Are the pole pass frecuency considerations applicable the same way for these motors? Could these motor have a permanent magnet excited rotor? I will really apreciate your comments.

Brenda

Which MCSA instrument are you using?

Howard

Dr Penrose,

I am using an ATP OL II and its software.

Regards,

Brenda

If it is truly an ac async motor, then it is likely an induction motor. A permanent magnet motor would be eitehr ac syncronous (magnets on rotor) or dc (magnets on stator)

I'm not sure whether tradiditional current signature analysis for rotor bars rules apply to small motors such as this. We certainly don't monitor any of our motors tha small. Rotor failures are pretty rare on small motors as far as I know.

If you are seeing varying results, a few things to consider would be:
1 - is the load consistent among tests (and is it above 75%)?
2 - is the load constant during the test or are there transients and oscillations (which can cause sidebands).

Actually, it is an induction motor, but they are not small (40 to 60 kW). Load has been pretty much the same when testing (~60%). I am attaching results provided by the software for one of the motors. Thanks for your comments.

Current.doc (706 Kb, 54 downloads)

I mistakenly assumed 1PH meant 1 phase which would be a smaller motor... I see it is actually three-phase.

It looks like you have an electronic supply which gives a very noisy voltage (high THD). The current TWF is very noisy as a result.

First question is whether those 1hz sidebands on each side are pole-pass sidebands? Do you have a way to check actual machine speed? By tach? Vibration data? Also you could try to guess it from the spectrum. You can expect some small sidebands spaced about 1x on each side of supply frequency. Also if you have data up near RBPF you can calculate it from there.

If they're not pole pass, then it's not a rotor bar problem. If they are pole pass, then you've still got some more thinking to do. I am not sure how much to trust data when powered from a supply like this (the spectrum looks different than what I'm used to... very raised around 60hz). A single phase test might be an option to try if these are in fact pole pass sidebands.

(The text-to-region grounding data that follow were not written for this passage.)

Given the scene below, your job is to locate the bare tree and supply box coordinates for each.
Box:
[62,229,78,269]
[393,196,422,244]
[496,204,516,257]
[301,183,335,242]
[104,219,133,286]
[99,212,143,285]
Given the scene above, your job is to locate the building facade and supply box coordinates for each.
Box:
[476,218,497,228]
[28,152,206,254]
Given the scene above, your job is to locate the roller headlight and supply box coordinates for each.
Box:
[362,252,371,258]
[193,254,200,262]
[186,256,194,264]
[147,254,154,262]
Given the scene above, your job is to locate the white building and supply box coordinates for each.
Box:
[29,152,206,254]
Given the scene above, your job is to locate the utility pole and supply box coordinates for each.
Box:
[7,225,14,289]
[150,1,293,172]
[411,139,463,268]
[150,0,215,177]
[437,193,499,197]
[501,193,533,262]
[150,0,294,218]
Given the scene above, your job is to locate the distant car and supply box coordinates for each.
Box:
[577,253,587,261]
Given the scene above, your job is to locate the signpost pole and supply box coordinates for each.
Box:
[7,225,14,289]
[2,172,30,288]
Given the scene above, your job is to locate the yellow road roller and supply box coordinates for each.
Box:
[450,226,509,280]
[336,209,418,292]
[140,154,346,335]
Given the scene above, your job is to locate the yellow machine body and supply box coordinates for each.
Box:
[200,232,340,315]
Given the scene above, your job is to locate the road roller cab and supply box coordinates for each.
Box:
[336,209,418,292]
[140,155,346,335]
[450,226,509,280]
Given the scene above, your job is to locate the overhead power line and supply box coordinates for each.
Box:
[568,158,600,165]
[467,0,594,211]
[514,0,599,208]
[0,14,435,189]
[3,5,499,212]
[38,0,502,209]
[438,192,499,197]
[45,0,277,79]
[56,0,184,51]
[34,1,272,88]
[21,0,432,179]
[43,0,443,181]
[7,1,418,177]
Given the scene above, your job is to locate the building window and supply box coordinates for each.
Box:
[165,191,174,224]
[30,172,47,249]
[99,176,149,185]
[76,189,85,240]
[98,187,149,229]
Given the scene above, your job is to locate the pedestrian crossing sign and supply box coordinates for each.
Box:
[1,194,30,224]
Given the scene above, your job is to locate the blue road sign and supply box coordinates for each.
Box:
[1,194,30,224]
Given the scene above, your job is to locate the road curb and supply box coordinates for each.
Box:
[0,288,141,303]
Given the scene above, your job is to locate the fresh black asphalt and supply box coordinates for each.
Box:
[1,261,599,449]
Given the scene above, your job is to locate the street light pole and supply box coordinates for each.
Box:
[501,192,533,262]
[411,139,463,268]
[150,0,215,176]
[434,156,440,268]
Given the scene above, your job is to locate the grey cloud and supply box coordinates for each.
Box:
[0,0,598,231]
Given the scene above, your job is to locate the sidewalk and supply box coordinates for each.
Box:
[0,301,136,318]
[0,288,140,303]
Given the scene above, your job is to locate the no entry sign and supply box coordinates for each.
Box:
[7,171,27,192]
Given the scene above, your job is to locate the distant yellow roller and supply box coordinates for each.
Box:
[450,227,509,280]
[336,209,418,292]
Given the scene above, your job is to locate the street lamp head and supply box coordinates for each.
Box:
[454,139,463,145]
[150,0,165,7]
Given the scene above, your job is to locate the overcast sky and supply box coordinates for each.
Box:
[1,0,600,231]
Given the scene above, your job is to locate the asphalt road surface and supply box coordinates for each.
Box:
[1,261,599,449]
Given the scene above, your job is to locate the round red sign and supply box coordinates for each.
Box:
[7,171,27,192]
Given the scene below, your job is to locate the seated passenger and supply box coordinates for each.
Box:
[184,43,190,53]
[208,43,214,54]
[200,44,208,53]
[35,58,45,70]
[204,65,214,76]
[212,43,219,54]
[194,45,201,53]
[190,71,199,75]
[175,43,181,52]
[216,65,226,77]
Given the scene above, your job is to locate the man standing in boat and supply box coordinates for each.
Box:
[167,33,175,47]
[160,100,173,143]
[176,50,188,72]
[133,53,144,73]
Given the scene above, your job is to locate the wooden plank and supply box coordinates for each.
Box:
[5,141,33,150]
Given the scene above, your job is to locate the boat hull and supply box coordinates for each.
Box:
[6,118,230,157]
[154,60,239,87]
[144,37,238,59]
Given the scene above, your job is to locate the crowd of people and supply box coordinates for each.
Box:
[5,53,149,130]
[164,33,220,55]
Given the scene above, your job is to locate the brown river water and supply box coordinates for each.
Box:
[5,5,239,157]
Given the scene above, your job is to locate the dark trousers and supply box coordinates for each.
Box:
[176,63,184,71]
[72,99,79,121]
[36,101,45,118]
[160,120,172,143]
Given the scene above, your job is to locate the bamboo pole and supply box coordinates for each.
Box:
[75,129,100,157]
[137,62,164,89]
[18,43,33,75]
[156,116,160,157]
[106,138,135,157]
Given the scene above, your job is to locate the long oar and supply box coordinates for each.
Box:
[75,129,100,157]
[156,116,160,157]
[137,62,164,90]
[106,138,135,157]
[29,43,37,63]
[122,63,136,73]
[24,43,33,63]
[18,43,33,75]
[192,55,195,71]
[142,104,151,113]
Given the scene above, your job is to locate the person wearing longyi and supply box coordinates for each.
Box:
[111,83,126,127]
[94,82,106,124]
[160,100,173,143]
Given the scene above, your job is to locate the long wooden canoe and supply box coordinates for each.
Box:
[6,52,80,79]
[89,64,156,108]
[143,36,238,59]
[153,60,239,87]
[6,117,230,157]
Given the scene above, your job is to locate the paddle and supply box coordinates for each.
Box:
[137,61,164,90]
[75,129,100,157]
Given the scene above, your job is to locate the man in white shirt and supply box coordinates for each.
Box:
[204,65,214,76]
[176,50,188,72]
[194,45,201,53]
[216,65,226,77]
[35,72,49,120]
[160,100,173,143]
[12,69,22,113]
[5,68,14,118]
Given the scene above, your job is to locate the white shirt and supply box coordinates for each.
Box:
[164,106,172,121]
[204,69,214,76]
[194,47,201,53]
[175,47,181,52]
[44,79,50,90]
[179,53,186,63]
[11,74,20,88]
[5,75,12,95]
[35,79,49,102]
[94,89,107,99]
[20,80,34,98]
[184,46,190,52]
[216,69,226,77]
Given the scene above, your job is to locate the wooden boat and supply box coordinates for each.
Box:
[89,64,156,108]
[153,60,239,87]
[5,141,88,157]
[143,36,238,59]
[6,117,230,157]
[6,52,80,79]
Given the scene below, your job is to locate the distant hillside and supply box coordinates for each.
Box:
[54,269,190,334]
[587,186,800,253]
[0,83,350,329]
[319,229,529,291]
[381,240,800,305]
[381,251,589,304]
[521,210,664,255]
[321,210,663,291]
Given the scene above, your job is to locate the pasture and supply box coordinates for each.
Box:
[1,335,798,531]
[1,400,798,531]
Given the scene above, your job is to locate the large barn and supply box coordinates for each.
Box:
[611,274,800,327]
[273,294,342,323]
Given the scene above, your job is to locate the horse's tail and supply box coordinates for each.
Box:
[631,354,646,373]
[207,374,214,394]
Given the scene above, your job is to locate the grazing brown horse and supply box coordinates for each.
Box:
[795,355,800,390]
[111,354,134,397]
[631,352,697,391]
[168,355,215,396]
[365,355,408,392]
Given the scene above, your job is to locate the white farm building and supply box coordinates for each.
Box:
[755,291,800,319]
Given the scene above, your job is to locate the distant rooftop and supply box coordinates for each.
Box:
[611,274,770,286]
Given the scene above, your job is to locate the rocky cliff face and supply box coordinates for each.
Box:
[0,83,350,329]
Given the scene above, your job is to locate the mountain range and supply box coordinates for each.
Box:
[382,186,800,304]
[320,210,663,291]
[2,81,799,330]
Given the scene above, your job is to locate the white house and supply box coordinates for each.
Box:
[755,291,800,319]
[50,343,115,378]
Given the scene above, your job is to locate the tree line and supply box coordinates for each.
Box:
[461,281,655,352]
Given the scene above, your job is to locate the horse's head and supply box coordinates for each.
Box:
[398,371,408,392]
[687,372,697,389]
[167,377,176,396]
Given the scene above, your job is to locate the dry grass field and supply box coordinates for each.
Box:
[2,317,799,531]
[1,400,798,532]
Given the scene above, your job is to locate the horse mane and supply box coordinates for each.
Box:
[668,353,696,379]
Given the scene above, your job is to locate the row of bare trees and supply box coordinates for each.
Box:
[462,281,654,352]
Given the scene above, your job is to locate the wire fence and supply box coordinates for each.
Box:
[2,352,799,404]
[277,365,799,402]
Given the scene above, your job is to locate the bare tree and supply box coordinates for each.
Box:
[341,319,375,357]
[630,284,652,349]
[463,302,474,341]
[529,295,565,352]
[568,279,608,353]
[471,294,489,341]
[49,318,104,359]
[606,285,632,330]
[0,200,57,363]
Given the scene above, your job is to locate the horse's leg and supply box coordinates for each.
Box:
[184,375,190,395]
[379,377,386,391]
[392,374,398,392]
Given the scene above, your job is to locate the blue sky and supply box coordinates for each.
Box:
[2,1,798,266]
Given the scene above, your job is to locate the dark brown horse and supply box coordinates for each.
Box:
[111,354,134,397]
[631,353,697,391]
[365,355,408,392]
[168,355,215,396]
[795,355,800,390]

This message has been edited. Last edited by: electricpete,

Brenda,

Since you have an encoder as a feedback in a closed loop, current fluctuation occur rather due to this fact as the system is trying to maintain (I'd guess) constant speed as oppose to a broken rotor bar scenario. This is also evident from a mound around LF as oppose to more clear PPF SB set of peaks normally present in cases of broken bars. So, I agree with Pete that there is a good possibility that it is not a bar problem.

Also try to capture 10-15 current cycles to assess visually el. current TWF shape.

David

This message has been edited. Last edited by: David_G,

Brenda,
The current spectrum does not say too much. What is more interesting is the RMS current vs. time. There are 18 peaks in 48 seconds; it means there are 2.66 peaks per second. Your motor runs at ~ 64.5 Hz, so the synchronous speed would be roughly 1934 RPM or 32.25 revolutions per second (the actual speed would be little lower). So the peak in the current happens every ~ 12 revolution (32.25/2.66). This has nothing to do with rotor bars.
This is a good example that the programs are not that smart. Your program looked close to the main peak and found sidebands about 22 dB down. It mistakenly thought that those are the rotor bar sidebands. They are not.
Is there a gearbox somewhere down the line?
jank

Brenda

I am assuming that the load or speed is varying during the time of test. The ATPOL software is actually the Areva EMPATH software (I assume that you are using version 4.4?).

What is happening is a common issue. If you look at the line frequency on your graph, you will notice the wide base around it. This is the result of changing torque or speed on the output of the unit. The software acts pretty much the same as any of the programs, including the PdMA software and looks for peaks that exceed a threshold at the pole pass frequency on either side of line frequency. With the wide base, those thresholds are exceeded.

This is to be expected when testing servo and other variable speed/variable torque equipment. If it were actually a broken rotor bar, the peaks would be definitive ppf sideband peaks.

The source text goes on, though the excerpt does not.